As the capacity of drives continues to grow at an exponential rate, it will take much longer to rebuild.  It already takes days to rebuild drives on the capacity we already have, so with drives of around 30TB capacity, it could take over a week to reconstruct a failed drive. With such a long recovery time, this increases the failure risk of another drive in the RAID group.

These challenges started to be addressed a few years ago in HPC and the cloud, where rather than using traditional RAID, organizations are using de-clustered arrays which essentially places many more drives into the same pool and data is distributed more widely across more disks.  This lessens the impact of a drive failure, meaning only a proportion of the data is lost rather than its entirety.  It also allows part of the missing data to be re-built before complete drive failure and all drives to participate in the reconstruction on a single drive failure.

Convergence of compute and storage

Another noticeable difference in how storage systems are being created and utilized is through the convergence of both compute and storage. With the availability of fast network interconnects, such as Infiniband and the advent of 100 Gigabit Ethernet, it has become possible to populate individual compute nodes with large capacity drives and have them participate in the storage subsystem. This allows for practically linear scaling of storage and performance each time you scale your compute.

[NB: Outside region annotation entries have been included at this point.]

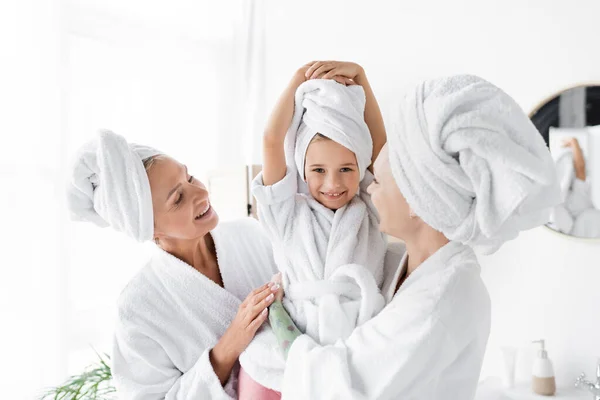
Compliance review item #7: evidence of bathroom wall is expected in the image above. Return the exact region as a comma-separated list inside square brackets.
[262, 0, 600, 386]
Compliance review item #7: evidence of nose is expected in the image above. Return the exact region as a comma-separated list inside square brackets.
[367, 182, 375, 195]
[191, 184, 209, 203]
[325, 173, 341, 189]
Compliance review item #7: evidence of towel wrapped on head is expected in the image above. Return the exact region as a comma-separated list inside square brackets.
[285, 79, 373, 192]
[67, 130, 160, 242]
[388, 75, 560, 254]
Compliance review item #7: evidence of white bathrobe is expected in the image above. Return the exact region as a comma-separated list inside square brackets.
[112, 219, 276, 400]
[240, 169, 387, 391]
[283, 242, 490, 400]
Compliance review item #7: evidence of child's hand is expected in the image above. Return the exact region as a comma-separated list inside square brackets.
[294, 61, 315, 82]
[305, 61, 364, 83]
[271, 272, 283, 301]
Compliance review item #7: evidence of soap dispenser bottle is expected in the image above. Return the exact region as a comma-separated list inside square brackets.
[532, 340, 556, 396]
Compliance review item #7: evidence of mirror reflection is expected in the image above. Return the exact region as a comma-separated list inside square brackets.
[531, 85, 600, 238]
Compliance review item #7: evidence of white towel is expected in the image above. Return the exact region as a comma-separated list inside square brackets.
[67, 130, 160, 242]
[549, 149, 575, 234]
[285, 79, 373, 193]
[388, 75, 560, 254]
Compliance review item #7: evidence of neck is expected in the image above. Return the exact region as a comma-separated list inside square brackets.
[404, 224, 449, 277]
[160, 233, 218, 275]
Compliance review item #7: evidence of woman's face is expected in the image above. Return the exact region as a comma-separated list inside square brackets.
[368, 144, 420, 239]
[147, 156, 219, 240]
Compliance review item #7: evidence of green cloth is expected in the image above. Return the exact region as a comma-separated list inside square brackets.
[269, 300, 302, 360]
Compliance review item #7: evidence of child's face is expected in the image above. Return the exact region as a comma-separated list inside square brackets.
[304, 138, 360, 211]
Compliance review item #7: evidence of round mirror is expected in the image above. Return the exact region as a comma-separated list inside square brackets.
[530, 84, 600, 238]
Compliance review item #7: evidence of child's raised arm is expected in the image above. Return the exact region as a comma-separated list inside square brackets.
[262, 63, 312, 186]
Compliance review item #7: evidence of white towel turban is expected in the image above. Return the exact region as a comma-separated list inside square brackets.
[67, 131, 160, 242]
[285, 79, 373, 189]
[388, 75, 560, 254]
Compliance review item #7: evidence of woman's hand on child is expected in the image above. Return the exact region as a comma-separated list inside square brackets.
[270, 272, 283, 301]
[305, 61, 364, 84]
[212, 282, 279, 364]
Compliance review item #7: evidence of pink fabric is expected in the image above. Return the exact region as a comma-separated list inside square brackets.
[238, 368, 281, 400]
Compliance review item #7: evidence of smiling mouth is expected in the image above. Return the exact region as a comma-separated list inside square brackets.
[321, 191, 346, 199]
[194, 202, 210, 220]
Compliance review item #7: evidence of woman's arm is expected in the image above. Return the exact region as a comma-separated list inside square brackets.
[262, 66, 308, 186]
[306, 61, 387, 172]
[282, 272, 489, 399]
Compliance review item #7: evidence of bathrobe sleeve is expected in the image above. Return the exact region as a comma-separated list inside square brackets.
[359, 170, 379, 223]
[252, 168, 298, 238]
[283, 270, 477, 399]
[112, 323, 237, 400]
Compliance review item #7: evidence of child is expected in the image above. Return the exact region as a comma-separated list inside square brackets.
[239, 62, 386, 399]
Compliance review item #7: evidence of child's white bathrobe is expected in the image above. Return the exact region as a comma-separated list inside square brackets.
[282, 242, 490, 400]
[112, 219, 276, 400]
[240, 80, 386, 390]
[240, 171, 387, 390]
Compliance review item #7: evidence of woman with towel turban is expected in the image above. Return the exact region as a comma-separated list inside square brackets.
[269, 70, 559, 400]
[68, 131, 277, 400]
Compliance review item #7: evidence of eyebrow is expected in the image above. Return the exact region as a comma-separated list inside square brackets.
[166, 165, 188, 201]
[310, 163, 356, 167]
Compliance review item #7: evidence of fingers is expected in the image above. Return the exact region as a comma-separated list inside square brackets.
[305, 61, 335, 79]
[244, 293, 275, 325]
[241, 282, 271, 307]
[304, 61, 323, 79]
[310, 64, 334, 79]
[248, 308, 269, 333]
[321, 68, 342, 79]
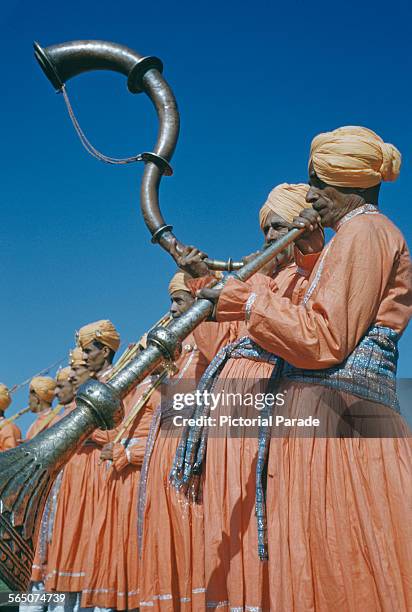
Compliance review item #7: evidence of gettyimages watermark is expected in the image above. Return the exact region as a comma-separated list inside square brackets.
[157, 378, 412, 438]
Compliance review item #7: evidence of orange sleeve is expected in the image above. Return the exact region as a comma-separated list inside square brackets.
[113, 438, 146, 472]
[186, 275, 217, 297]
[217, 216, 399, 369]
[294, 245, 322, 277]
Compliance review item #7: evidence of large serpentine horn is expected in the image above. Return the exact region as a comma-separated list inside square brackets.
[0, 380, 123, 591]
[34, 40, 243, 271]
[0, 41, 304, 591]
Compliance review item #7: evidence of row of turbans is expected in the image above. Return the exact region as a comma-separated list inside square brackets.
[0, 126, 401, 410]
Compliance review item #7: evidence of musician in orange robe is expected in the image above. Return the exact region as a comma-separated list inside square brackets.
[0, 383, 21, 451]
[138, 274, 211, 610]
[30, 367, 75, 584]
[26, 376, 56, 440]
[45, 320, 120, 611]
[198, 127, 412, 612]
[148, 184, 323, 611]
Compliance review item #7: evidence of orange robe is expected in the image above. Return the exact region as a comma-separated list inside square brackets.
[216, 212, 412, 612]
[139, 334, 209, 610]
[44, 370, 116, 593]
[81, 377, 159, 610]
[140, 255, 318, 612]
[31, 402, 76, 582]
[0, 417, 21, 452]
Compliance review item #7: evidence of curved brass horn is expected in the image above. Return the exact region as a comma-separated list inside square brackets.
[0, 381, 123, 591]
[34, 40, 243, 271]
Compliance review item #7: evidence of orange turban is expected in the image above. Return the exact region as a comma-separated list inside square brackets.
[30, 376, 56, 404]
[169, 271, 192, 295]
[78, 319, 120, 351]
[259, 183, 310, 230]
[70, 346, 86, 367]
[0, 383, 11, 410]
[309, 125, 402, 188]
[56, 367, 72, 383]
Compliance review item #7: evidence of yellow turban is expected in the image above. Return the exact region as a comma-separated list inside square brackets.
[169, 271, 191, 295]
[56, 367, 72, 383]
[0, 383, 11, 410]
[70, 346, 86, 367]
[309, 125, 402, 188]
[30, 376, 56, 404]
[78, 320, 120, 351]
[259, 183, 310, 230]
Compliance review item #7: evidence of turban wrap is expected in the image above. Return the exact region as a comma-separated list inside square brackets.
[70, 346, 86, 367]
[56, 367, 72, 383]
[78, 320, 120, 352]
[30, 376, 56, 404]
[259, 183, 310, 230]
[169, 271, 192, 295]
[309, 125, 402, 188]
[0, 383, 11, 410]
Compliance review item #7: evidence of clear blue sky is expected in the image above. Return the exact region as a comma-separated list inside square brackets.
[0, 0, 412, 430]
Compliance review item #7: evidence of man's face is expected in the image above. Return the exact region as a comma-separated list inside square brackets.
[29, 389, 40, 412]
[260, 213, 293, 276]
[69, 365, 90, 392]
[306, 165, 359, 227]
[170, 291, 195, 319]
[83, 342, 110, 373]
[56, 380, 74, 406]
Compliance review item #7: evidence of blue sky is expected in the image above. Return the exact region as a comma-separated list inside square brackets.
[0, 0, 412, 430]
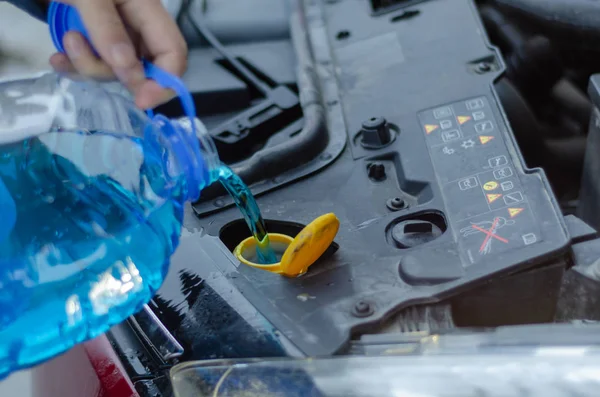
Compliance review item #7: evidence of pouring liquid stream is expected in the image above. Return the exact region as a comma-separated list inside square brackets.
[219, 165, 278, 265]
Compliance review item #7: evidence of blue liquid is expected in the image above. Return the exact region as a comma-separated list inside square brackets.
[0, 131, 185, 379]
[219, 166, 278, 265]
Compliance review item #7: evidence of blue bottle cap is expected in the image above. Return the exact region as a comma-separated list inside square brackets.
[48, 2, 196, 127]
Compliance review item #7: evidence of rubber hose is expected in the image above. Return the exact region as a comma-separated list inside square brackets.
[494, 0, 600, 48]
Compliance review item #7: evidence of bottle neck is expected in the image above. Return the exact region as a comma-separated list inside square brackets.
[154, 115, 221, 201]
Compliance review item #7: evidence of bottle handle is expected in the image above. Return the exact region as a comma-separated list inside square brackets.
[48, 1, 196, 136]
[0, 178, 17, 243]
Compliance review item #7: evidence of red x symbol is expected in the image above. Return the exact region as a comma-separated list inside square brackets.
[472, 218, 508, 252]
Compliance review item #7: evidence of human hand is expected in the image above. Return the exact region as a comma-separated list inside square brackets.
[43, 0, 187, 109]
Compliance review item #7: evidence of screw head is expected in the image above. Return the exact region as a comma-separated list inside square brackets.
[386, 197, 406, 211]
[352, 300, 374, 317]
[367, 163, 386, 182]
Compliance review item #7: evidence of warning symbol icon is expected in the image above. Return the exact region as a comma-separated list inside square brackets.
[486, 194, 502, 204]
[483, 181, 498, 191]
[456, 116, 471, 125]
[425, 124, 439, 135]
[508, 208, 525, 218]
[479, 135, 494, 145]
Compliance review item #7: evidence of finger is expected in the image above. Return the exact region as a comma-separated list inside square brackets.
[70, 0, 145, 92]
[63, 32, 115, 80]
[120, 0, 187, 76]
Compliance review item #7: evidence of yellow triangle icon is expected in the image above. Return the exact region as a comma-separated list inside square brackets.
[456, 116, 471, 125]
[479, 135, 494, 145]
[425, 124, 440, 134]
[486, 194, 502, 204]
[508, 208, 525, 218]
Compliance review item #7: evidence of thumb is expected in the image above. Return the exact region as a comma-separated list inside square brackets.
[63, 0, 145, 92]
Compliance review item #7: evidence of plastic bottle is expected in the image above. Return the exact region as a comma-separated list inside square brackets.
[0, 3, 220, 378]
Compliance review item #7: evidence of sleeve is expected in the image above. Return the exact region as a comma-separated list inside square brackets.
[0, 0, 47, 21]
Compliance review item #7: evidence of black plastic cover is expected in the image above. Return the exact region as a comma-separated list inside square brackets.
[144, 0, 569, 358]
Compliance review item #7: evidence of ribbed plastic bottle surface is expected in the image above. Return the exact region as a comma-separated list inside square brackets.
[0, 76, 218, 378]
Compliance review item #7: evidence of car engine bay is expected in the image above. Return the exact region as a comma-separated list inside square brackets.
[102, 0, 600, 396]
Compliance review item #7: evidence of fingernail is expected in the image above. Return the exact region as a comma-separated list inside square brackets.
[65, 34, 85, 58]
[111, 43, 137, 68]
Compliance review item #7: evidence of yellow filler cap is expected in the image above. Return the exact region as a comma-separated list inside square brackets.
[233, 214, 340, 277]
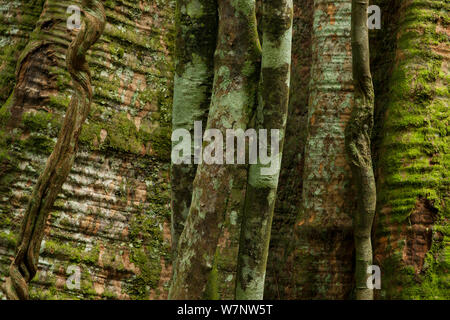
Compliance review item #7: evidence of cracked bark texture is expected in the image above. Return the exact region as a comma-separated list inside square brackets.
[345, 0, 376, 300]
[291, 0, 356, 299]
[171, 0, 217, 259]
[236, 0, 293, 300]
[0, 0, 174, 299]
[5, 0, 106, 300]
[169, 0, 261, 299]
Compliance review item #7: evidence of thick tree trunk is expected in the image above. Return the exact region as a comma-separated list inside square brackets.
[345, 0, 376, 300]
[373, 0, 450, 299]
[169, 0, 261, 299]
[1, 0, 105, 299]
[236, 0, 293, 300]
[171, 0, 217, 258]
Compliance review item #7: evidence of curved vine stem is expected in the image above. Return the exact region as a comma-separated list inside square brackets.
[4, 0, 106, 300]
[345, 0, 376, 300]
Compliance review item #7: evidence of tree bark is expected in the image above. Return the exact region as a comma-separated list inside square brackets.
[236, 0, 293, 300]
[171, 0, 217, 259]
[345, 0, 376, 300]
[169, 0, 261, 299]
[371, 0, 450, 300]
[291, 0, 356, 299]
[5, 0, 106, 299]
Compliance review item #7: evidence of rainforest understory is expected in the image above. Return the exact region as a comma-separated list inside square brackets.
[0, 0, 450, 300]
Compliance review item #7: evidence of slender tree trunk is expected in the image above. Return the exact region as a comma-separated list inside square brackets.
[1, 0, 105, 299]
[169, 0, 261, 299]
[171, 0, 217, 258]
[345, 0, 376, 300]
[292, 0, 356, 299]
[236, 0, 293, 300]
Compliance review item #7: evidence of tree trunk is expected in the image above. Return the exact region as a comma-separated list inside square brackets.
[5, 0, 105, 299]
[169, 0, 261, 299]
[373, 0, 450, 299]
[292, 0, 356, 299]
[345, 0, 376, 300]
[171, 0, 217, 259]
[236, 0, 293, 300]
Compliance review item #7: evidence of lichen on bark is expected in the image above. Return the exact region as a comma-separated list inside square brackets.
[169, 0, 261, 299]
[4, 0, 106, 299]
[345, 0, 376, 300]
[236, 0, 293, 300]
[171, 0, 217, 258]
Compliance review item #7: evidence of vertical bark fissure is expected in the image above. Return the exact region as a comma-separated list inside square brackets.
[169, 0, 261, 299]
[236, 0, 293, 299]
[171, 0, 217, 259]
[345, 0, 376, 300]
[4, 0, 106, 299]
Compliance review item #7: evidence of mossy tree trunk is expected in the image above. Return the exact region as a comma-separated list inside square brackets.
[345, 0, 376, 300]
[373, 0, 450, 299]
[5, 0, 106, 299]
[171, 0, 217, 258]
[236, 0, 293, 300]
[169, 0, 261, 299]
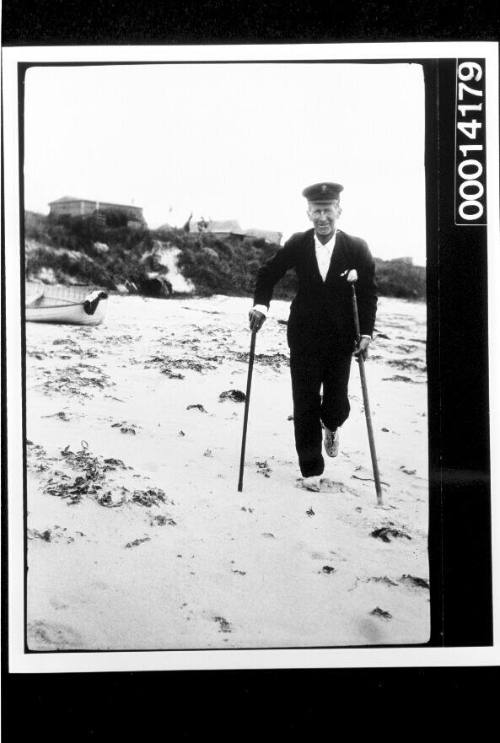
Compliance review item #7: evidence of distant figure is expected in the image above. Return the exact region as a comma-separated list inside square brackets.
[182, 212, 193, 232]
[249, 183, 377, 490]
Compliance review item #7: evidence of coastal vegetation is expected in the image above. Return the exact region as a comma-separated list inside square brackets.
[25, 212, 425, 300]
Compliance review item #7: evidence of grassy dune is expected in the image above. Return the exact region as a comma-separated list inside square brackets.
[25, 212, 425, 299]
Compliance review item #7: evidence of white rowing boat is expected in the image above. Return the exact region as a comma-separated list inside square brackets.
[25, 284, 108, 325]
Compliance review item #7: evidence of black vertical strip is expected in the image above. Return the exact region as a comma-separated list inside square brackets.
[424, 60, 444, 646]
[0, 59, 9, 676]
[17, 64, 28, 650]
[432, 59, 493, 646]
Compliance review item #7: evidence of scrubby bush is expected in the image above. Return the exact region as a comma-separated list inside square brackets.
[25, 212, 425, 299]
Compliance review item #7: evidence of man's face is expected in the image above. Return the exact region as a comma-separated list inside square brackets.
[307, 199, 342, 239]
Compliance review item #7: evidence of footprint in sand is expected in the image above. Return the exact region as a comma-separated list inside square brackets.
[27, 620, 84, 650]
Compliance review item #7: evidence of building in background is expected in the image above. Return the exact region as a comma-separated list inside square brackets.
[184, 217, 283, 245]
[49, 196, 146, 227]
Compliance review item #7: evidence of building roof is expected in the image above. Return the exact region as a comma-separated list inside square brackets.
[189, 219, 243, 235]
[49, 196, 142, 209]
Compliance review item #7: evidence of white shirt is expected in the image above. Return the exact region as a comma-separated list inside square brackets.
[314, 230, 337, 281]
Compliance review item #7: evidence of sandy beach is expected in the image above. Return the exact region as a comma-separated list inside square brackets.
[26, 296, 430, 651]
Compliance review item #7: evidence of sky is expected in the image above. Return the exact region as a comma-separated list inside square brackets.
[24, 62, 425, 265]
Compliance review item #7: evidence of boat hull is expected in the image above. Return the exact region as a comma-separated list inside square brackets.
[25, 299, 108, 325]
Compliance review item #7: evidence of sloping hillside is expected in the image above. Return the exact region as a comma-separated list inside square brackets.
[25, 212, 425, 299]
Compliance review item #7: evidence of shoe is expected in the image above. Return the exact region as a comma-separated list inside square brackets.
[323, 426, 340, 457]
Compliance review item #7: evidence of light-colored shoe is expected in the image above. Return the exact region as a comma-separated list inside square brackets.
[323, 426, 340, 457]
[297, 475, 321, 493]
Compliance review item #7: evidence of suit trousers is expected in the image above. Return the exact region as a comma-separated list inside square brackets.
[290, 349, 352, 477]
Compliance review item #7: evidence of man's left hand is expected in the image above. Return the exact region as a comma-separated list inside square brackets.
[354, 336, 371, 360]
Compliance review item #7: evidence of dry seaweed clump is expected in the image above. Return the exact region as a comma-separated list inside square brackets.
[42, 363, 114, 398]
[45, 441, 126, 505]
[40, 441, 174, 508]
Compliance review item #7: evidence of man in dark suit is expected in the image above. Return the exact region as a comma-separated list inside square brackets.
[249, 183, 377, 490]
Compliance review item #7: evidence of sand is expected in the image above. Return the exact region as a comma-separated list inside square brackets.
[26, 296, 430, 650]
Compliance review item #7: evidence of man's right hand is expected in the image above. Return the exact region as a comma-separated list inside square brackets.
[248, 309, 266, 333]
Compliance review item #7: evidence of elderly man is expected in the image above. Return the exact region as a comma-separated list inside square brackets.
[249, 183, 377, 491]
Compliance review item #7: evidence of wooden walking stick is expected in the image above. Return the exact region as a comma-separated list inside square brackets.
[347, 269, 382, 506]
[238, 330, 257, 493]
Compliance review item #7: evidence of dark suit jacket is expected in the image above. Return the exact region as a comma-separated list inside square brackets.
[254, 229, 377, 353]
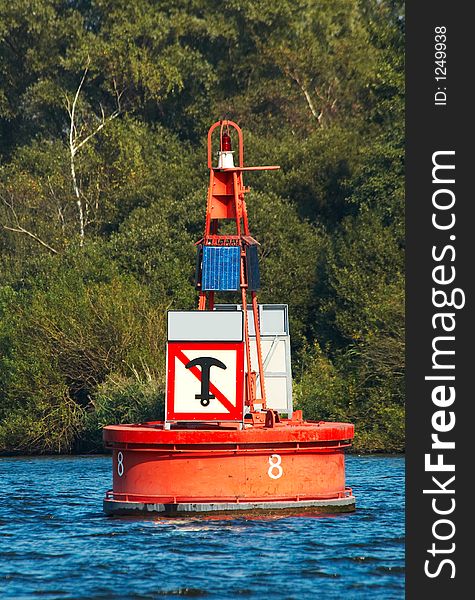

In traditional high-performance computing (HPC), this newer approach hasn’t quite caught on yet, and there’s still the use of separate storage and compute system elements. Whereas when you are looking at cloud platforms, these are becoming more converged in the use of technologies, so the failure of an individual component becomes less of an issue.  When running HPC on premise, the components are more important, particularly with storage, when using traditional RAID.  Using 30TB drives and significantly increasing capacity will drive the HPC market to look more at de-clustered arrays, to allow faster re-build times in the event of a drive failure. 

We’ve seen this recently with IBM, Lenovo and NetApp all offering their own version of de-clustered array products. This will be a more realistic option for organizations looking for larger capacity on a budget.